Paul Cuadros (Chapel Hill, North Carolina)

Paul Cuadros is a professor of journalism at the University of North Carolina-Chapel Hill. An award-winning investigative reporter, Paul has written for The Huffington Post, The New York Times, Salon, Time and other publications. Paul is the author of "A Home on the Field," a story about Latino immigration told through the lives of a North Carolina soccer team, and is chair of the UNC Scholars' Latino Initiative at the Center for Global Initiatives. Paul holds a bachelor's from the University of Michigan and a master's from Northwestern University.


Cynthia Greenlee

Cynthia Greenlee (Durham, North Carolina)

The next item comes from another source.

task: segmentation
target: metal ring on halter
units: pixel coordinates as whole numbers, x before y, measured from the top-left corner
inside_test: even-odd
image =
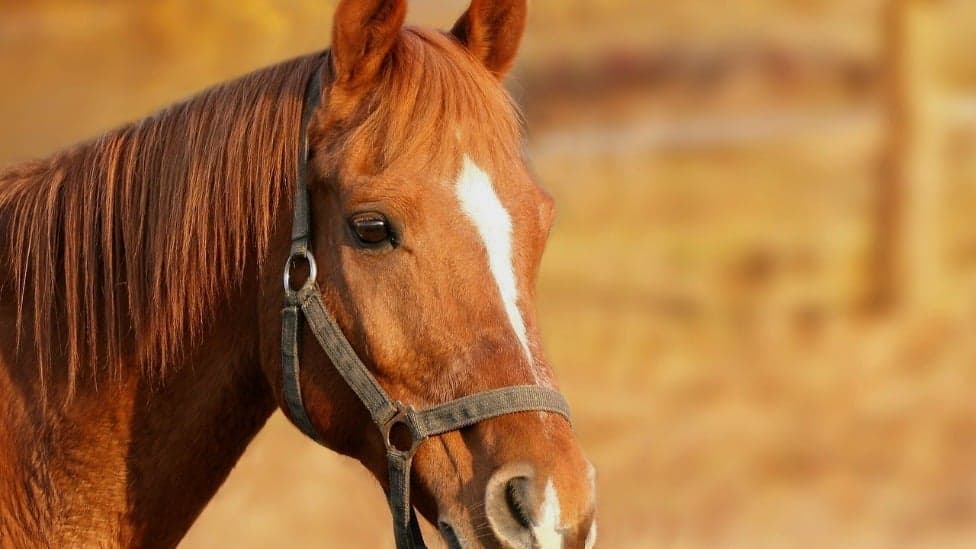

A native of Greensboro, North Carolina, Cynthia Greenlee is director of special projects and communications at National Advocates for Pregnant Women. Cynthia is also an independent scholar and writer whose work focuses on African-American and women's history in the U.S. South. She was an editor at Ipas and she has served as a consultant for several social justice organizations. Cynthia's writing has appeared in Ebony, Facing South, In These Times, Indy Week, and The Journal of African-American History. Cynthia holds a master's in communication from the University of North Carolina and a doctorate in American history from Duke University. 


Kieran Taylor

Kieran Taylor (Charleston, South Carolina)

Kerry Taylor is a professor of history at The Citadel in South Carolina, where he directs The Citadel Oral History Program. A specialist in 20th century American civil rights and labor history, Kieran co-edited two volumes of the papers of Martin Luther King Jr. and has written on rural activism in North Carolina, the folklorist Archie Green, and many other subjects. He formerly worked at the Southern Oral History Program at the University of North Carolina-Chapel Hill and the Center for Documentary Studies at Duke University. Kerry holds a master's from the University of Mississippi and a doctorate from UNC-Chapel Hill. 


Allie Yee

Allie Yee (Portland, Oregon)

Allie is a Chinese-Japanese-American who grew up in the U.S. South and recently relocated to the Pacific Northwest. Previously, Allie was based in North Carolina where she served as the associate director of the Institute for Southern Studies, a civil rights media nonprofit, where she researched voting and civic engagement among growing Latinx and Asian communities across the South. Prior to that, she supported grantmaking at the Z. Smith Reynolds Foundation around issues of education, the environment, community economic development, democratic reform, and social justice. She holds a BA in Public Policy Studies from Duke University and an MBA from the Yale School of Management.